Eu sabia que estava com medo do mundo, eu ficava tentando imaginar um mundo onde houvesse árvores, cachorros, gatos, prédios, carros, casas, mas eu não conseguia. Mamãe falava para mim como era, mas eu não conseguia imaginar dentro dele, a única coisa que eu conseguia ver era o mundo que ficava na televisão, nas novelas da mamãe ás vezes mostrava os prédios, as árvores e carros andando por aquilo que mamãe me ensinou que eram ruas, mas tudo ali parecia ser tão grande, eu ficaria perdida naquela imensidão.

Quando estava chegando pertinho do horário que Nick aparecia, percebi que mamãe não estava mais tão animada, ela não queria mais brincar de fingir de morta, ela estava com aquela carinha que ela sempre fica quando está triste, os olhos dela estavam começando a molhar.

— Filha se eu pudesse fazer isso por você eu juro que faria... – mamãe me disse, aproximando-se de mim, ela me deu um abraço, os abraços dela são tão quentinhos.  – Mas eu sempre vou estar com você filha... – ela disse, agachando-se na minha frente e olhou bem no meu rosto. – Quando você pensar em mim eu também estarei pensando em você, temos essa ligação, e tenho certeza que você vai conseguir, você vai nos salvar...

— Mamãe, se ele abrir o tapete? — perguntei. — Só para me ver morta?

Mamãe ficou calada por alguns segundos.

— Filha mamãe vai falar para ele não abrir o tapete, mas caso ele abra, é, você sabe que bater é muito feio?

— Sei.

— Bem, esta noite é um caso especial, olhe eu não acho que ele vá olhar antes de chegar ao lugar, primeiro porque vou pedir, segundo porque ele vai estar com pressa de acabar logo com tudo, provavelmente ele só vai querer abrir o tapete quando ele for te enterrar, só que você já sabe que antes dele chegar lá você já vai ter pulado da picape, já passamos isso várias e várias vezes...

— Sim! – eu disse.

— Mas caso ele abra, o que você vai fazer é bater nele com toda a força que tiver, se puder ataque os olhos dele, e então corra, corra o mais rápido que você conseguir...

— É permitido até eu matar ele? – perguntei.

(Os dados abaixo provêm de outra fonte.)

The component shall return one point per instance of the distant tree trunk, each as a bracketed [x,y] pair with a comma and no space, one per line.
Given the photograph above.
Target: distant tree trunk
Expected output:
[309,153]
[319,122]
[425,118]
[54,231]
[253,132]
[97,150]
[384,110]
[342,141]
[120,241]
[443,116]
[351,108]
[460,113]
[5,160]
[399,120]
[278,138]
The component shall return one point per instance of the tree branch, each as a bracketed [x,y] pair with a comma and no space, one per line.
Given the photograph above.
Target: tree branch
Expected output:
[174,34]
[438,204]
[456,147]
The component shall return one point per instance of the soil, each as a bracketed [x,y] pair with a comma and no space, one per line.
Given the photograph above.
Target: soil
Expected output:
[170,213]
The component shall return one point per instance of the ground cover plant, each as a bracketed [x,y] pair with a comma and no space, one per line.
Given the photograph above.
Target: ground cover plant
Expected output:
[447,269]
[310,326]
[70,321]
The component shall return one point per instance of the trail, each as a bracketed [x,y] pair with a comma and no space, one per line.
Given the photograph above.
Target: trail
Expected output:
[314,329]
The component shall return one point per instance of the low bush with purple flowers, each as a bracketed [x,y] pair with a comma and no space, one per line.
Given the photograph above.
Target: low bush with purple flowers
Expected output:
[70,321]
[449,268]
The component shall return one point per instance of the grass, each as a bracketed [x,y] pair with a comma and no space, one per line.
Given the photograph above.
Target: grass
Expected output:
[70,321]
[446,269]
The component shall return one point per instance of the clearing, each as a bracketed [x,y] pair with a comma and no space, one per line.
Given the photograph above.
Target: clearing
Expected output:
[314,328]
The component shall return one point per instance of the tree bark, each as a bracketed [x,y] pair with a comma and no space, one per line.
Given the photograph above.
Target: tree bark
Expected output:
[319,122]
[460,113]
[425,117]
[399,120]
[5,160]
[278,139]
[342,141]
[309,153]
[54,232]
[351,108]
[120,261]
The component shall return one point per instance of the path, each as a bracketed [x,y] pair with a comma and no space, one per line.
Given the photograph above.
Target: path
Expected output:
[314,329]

A mamãe pensou por alguns segundos e então correu até o armário onde as coisas secam depois de lavadas, ela pegou a faca lisa. Olhei para o brilho da faca e pensei na história que a mamãe me contou quando ela colocou a ponta da faca no pescoço de Nick.

— Você acha que poderia segurar isso com força dentro do tapete, e se... — ela olhou para a faca lisa. Depois, foi recolocar ela com os garfos no escorredor de louça. — Onde é que eu estou com a cabeça?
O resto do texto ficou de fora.